[ ALBUM ] HILA, 21 incursions électro jazz organiques
Nouvel album 21, par Hila (disponible chez UnderDog Records)
L’électro possède autant de visages qu’il y a d’êtres humains sur la planète, et c’est ce que nous démontre Hila avec son album, ou mini-album (la frontière étant mince), 21. Mélangeant sons organiques et électroniques, instruments acoustiques et numériques, jazz et aspects métissés world music, le disque s’avère captivant.
Hila.
Hila, c’est avant tout un duo de bidouilleurs malins comme tout. Artyom Manukyan et David Kiledjian, dit Dawatile, sont en effet aux manettes, jouant aussi bien des programmations que du violoncelle. Si l’un élabore des rythmiques originales, l’autre tisse des nappes organiques pleines d’espace, et d’images. Celles-ci seraient de l’ordre de montagnes sur lesquelles paîtraient quelques chèvres surveillées de loin par un berger enturbanné. Le sable volerait sur cette terre aride mais pleine de mystère.

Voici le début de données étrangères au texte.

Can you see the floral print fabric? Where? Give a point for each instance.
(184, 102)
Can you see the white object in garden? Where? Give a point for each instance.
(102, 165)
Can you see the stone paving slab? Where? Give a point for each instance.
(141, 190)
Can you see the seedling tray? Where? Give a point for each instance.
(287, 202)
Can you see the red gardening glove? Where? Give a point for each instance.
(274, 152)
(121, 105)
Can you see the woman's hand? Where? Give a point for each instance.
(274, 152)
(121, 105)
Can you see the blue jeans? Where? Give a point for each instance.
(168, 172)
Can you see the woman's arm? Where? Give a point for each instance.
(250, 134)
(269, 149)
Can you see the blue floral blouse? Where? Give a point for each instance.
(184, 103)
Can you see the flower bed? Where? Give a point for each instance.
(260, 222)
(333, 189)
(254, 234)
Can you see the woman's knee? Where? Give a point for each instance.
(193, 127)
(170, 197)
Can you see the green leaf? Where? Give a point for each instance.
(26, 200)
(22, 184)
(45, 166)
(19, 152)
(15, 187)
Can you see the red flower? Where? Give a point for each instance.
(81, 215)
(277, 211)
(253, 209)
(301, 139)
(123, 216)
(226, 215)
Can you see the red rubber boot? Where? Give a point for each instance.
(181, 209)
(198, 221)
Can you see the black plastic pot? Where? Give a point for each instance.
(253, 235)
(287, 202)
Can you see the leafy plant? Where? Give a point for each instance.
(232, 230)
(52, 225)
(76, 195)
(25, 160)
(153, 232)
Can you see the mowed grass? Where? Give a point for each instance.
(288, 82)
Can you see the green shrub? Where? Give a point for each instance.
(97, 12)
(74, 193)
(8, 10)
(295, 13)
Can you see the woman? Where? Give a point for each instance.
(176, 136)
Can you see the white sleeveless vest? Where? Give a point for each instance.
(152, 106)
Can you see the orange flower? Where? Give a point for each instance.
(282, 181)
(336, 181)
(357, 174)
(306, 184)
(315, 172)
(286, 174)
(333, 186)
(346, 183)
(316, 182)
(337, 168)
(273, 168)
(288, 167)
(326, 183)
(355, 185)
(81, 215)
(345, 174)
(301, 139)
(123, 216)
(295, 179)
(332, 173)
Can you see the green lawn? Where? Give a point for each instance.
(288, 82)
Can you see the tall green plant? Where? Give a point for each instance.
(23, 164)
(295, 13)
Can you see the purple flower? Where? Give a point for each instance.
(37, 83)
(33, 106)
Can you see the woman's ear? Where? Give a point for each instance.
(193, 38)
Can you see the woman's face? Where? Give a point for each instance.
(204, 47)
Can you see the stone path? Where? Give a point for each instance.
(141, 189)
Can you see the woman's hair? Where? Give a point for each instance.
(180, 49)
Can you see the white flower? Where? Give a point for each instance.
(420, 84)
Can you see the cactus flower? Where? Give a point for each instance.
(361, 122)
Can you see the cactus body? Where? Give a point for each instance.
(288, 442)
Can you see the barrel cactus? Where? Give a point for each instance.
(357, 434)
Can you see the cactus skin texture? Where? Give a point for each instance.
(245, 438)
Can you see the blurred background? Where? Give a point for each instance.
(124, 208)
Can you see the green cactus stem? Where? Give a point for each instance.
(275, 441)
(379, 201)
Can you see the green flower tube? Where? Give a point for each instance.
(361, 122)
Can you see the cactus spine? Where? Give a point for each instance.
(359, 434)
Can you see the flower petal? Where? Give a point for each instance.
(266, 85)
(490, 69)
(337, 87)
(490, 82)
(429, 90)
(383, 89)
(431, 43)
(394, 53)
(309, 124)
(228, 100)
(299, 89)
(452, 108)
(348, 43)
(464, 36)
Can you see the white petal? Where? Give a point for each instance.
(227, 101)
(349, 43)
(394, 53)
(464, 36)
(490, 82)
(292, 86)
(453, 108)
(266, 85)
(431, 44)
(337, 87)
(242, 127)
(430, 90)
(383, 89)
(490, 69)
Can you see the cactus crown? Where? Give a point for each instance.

La dualité occident/(moyen) orient tape dans le mile. Le côté ancestral de l’un se heurtant, ou plutôt se mariant avec harmonie, avec le côté plus robotisé de l’autre. Dans les deux cas néanmoins surgit un aspect organique fort. Les beats possèdent en effet une profondeur, comme celle d’un fût à la peau détendue, tandis que les structures remontent à quelque chose d’archaïque, comme un cri provenant des tréfonds de nos histoires, même si elles ne sont pas communes. Là réside la magie de Hila : produire des images ciblées qui déversent par torrents des idées ingénieuses pour conclure à une universalité dans laquelle chacun peut se reconnaître.
21.
Cet album, ou mini-album puisqu’il ne dure que 29 minutes et 50 secondes, pour 8 titres, délivre ses saveurs dès le premier titre Perfect fifth. Sur un tempo plutôt lent, une voix nous raconte une histoire (la sienne?). Surviennent alors des instruments acoustiques, des beats minimalistes, une atmosphère légèrement rétro. Passé au travers de filtres, sur plusieurs titres, la musique en effet se pare de reflets sépia, laissant s’exprimer un grain à la fois rugueux et doux, un peu l’image de ces souvenirs que nous couvons jalousement dans notre mémoire.

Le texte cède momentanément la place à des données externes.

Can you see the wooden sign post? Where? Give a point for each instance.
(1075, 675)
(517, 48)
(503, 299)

Quand les aspects plus modernes surgissent, ils n’écrasent pas tout. Nous gardons toujours cette petite touche rétro, pas vintage, pas désuète, juste rétro. Elle trouve autant sa place que les beats électros qui ne dénaturent en rien le caractère d’apparence sacré de la mémoire. De la même façon, en intégrant des instruments acoustiques, et traditionnels à sa musique, Hila nous ramène vers un sentiment d’appartenance à un territoire. Ici, il s’agirait d’un pays qui pourrait être l’Arménie (si l’on s’en réfère aux noms de deux membres du groupe ou au différents musiciens présents sur cet opus), ou un pays plus à l’est encore. Au final, qu’importe véritablement le lieu, tant que l’imaginaire fonctionne à plein régime.
Voyage immobile.
Avec ce voyage immobile (pour nous qui l’écoutons), Hila propose une musique électro bigarrée, variée, multi-visage, hors cadre préalablement établi par l’obsession d’appartenance. Traditionnel, jazz, expérimental, électronique, son univers s’étend sur plusieurs frontières, les abolit totalement pour ne faire ressurgir que le côté intime de sa démarche. Cela nous touche car l’émotion n’est jamais vaine, elle s’impose à nous plutôt que le duo nous force à l’accepter.

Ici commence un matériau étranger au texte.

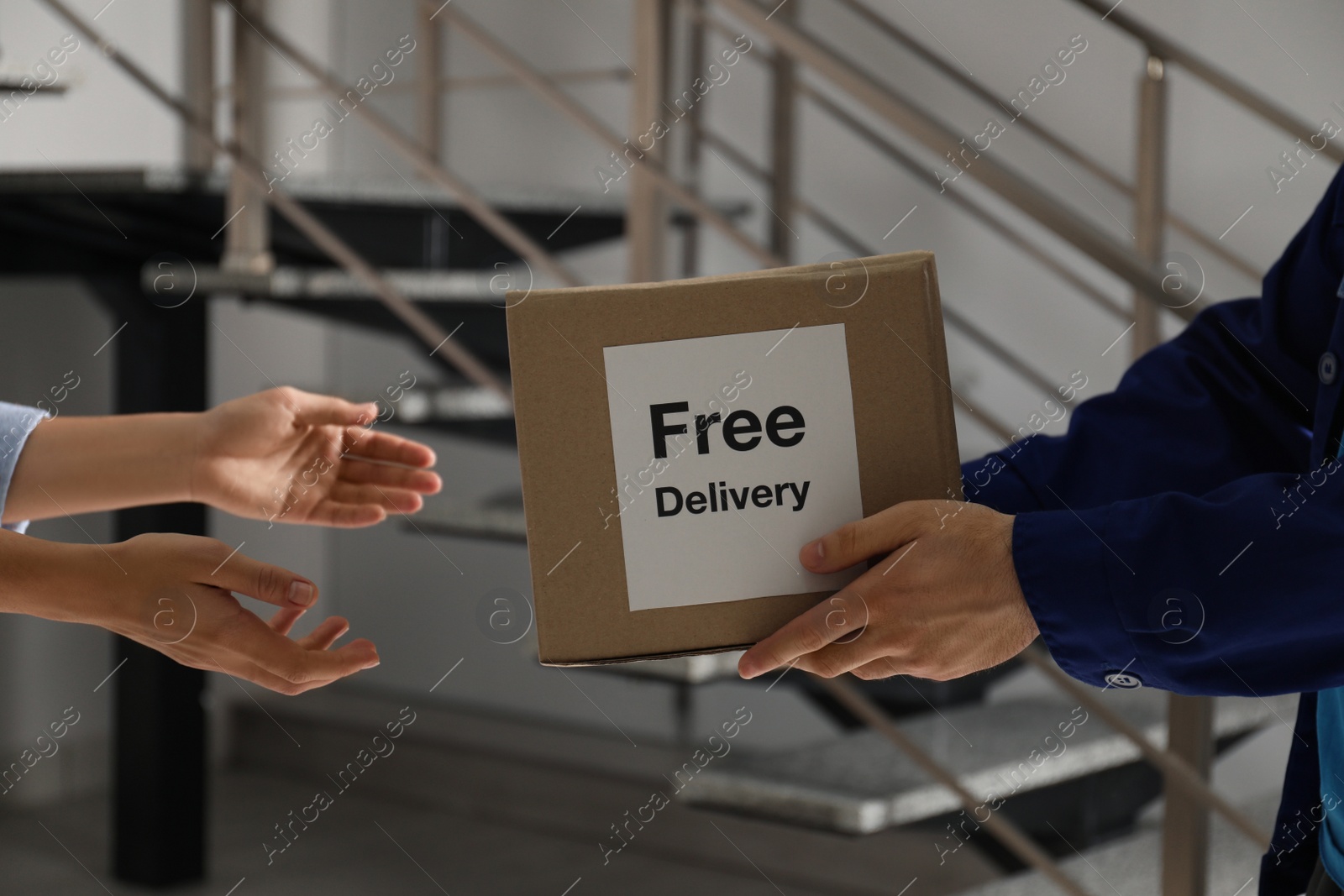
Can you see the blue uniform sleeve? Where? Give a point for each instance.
(17, 422)
(1180, 531)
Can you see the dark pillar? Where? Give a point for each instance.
(159, 762)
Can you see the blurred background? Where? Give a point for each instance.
(1169, 160)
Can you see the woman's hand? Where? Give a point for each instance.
(172, 593)
(942, 605)
(295, 457)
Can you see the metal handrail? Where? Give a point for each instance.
(1215, 78)
(1045, 134)
(538, 83)
(417, 322)
(1000, 826)
(496, 223)
(976, 208)
(933, 134)
(1173, 766)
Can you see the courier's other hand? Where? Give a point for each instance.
(944, 604)
(295, 457)
(174, 594)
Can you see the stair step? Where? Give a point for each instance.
(1132, 864)
(862, 783)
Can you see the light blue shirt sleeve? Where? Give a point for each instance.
(17, 422)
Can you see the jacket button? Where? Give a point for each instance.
(1122, 680)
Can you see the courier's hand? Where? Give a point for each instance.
(942, 605)
(295, 457)
(172, 594)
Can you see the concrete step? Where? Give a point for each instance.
(1133, 864)
(571, 785)
(860, 783)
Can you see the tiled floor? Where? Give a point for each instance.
(356, 846)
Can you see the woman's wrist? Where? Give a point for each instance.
(58, 580)
(87, 464)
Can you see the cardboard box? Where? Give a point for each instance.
(680, 443)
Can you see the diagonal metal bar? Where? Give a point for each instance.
(1046, 136)
(1215, 78)
(542, 86)
(956, 318)
(937, 136)
(421, 324)
(1171, 765)
(496, 223)
(1001, 828)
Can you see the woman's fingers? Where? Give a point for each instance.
(322, 637)
(387, 476)
(385, 446)
(292, 661)
(286, 620)
(327, 410)
(266, 582)
(327, 633)
(390, 499)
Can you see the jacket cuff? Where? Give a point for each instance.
(1066, 573)
(17, 423)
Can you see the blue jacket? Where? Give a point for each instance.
(1189, 530)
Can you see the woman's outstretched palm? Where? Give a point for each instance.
(295, 457)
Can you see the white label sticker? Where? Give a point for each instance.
(732, 453)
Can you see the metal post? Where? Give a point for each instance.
(784, 101)
(1189, 725)
(1149, 195)
(198, 76)
(159, 741)
(645, 219)
(691, 233)
(429, 98)
(248, 237)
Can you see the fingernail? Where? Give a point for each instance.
(302, 593)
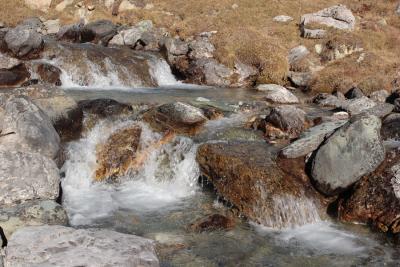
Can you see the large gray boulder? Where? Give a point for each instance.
(23, 40)
(339, 17)
(31, 213)
(65, 247)
(27, 176)
(27, 128)
(352, 151)
(311, 139)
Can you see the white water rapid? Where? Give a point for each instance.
(169, 175)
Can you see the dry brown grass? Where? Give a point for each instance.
(249, 34)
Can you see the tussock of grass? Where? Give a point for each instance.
(249, 34)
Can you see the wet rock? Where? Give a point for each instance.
(53, 245)
(176, 117)
(14, 77)
(379, 96)
(300, 79)
(28, 128)
(311, 139)
(24, 41)
(313, 34)
(289, 119)
(381, 110)
(7, 63)
(282, 18)
(358, 105)
(212, 223)
(49, 74)
(176, 47)
(62, 110)
(70, 33)
(33, 23)
(246, 175)
(351, 152)
(200, 48)
(27, 176)
(328, 100)
(42, 5)
(51, 26)
(391, 127)
(100, 31)
(277, 94)
(339, 17)
(375, 199)
(31, 213)
(354, 93)
(117, 155)
(104, 107)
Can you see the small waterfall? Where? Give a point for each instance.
(86, 65)
(169, 175)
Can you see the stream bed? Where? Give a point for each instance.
(165, 197)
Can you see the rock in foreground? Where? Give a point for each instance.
(27, 128)
(351, 152)
(246, 175)
(375, 199)
(116, 156)
(27, 176)
(67, 247)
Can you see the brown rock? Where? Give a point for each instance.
(116, 156)
(375, 199)
(212, 223)
(14, 77)
(246, 174)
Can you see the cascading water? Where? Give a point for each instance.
(169, 174)
(86, 65)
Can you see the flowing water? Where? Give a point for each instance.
(163, 197)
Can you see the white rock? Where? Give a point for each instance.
(27, 176)
(65, 247)
(282, 18)
(339, 17)
(277, 94)
(42, 5)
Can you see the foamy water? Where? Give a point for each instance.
(169, 175)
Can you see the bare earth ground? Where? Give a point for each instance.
(248, 33)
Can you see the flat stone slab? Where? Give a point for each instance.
(311, 139)
(61, 246)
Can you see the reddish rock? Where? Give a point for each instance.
(375, 199)
(118, 154)
(246, 175)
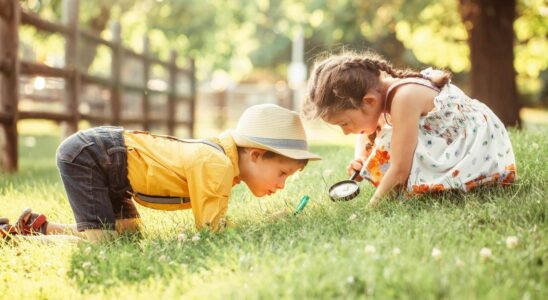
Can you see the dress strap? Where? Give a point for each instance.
(420, 81)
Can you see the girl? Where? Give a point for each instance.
(414, 129)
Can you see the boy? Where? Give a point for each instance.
(104, 168)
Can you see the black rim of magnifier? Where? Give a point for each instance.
(349, 181)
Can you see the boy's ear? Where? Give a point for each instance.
(255, 153)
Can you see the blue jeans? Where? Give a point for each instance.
(93, 167)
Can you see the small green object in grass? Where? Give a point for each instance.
(302, 204)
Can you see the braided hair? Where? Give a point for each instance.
(339, 82)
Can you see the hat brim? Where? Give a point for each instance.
(243, 141)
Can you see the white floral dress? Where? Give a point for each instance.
(461, 144)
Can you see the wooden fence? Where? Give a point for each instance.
(12, 67)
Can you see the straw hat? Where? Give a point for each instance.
(273, 128)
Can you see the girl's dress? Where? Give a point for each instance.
(461, 144)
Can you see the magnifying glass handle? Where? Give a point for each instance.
(354, 175)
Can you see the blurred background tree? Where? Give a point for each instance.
(491, 46)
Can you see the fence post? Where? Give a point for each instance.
(192, 71)
(171, 98)
(146, 76)
(70, 19)
(116, 71)
(9, 81)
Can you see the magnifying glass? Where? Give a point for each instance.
(345, 190)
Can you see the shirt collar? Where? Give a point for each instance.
(227, 142)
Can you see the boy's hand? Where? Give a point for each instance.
(355, 165)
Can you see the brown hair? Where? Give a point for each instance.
(339, 82)
(271, 155)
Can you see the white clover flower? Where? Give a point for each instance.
(436, 254)
(512, 242)
(370, 249)
(29, 141)
(182, 237)
(327, 172)
(485, 253)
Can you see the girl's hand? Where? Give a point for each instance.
(355, 165)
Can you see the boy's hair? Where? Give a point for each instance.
(339, 82)
(271, 155)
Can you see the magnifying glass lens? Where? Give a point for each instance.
(343, 190)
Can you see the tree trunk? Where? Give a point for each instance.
(491, 39)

Les textures sont ici savamment travaillées, la production y est au diapason, mettant en exergue le côté humain de ce disque pourtant électronique. Il n’est pas question d’intelligence artificielle, mais bel et bien de l’exposition d’une âme millénaire qui ne cesse de renaître des offenses lui étant infligées. Un très beau disque, surprenant par bien des aspects, qui ne ment jamais.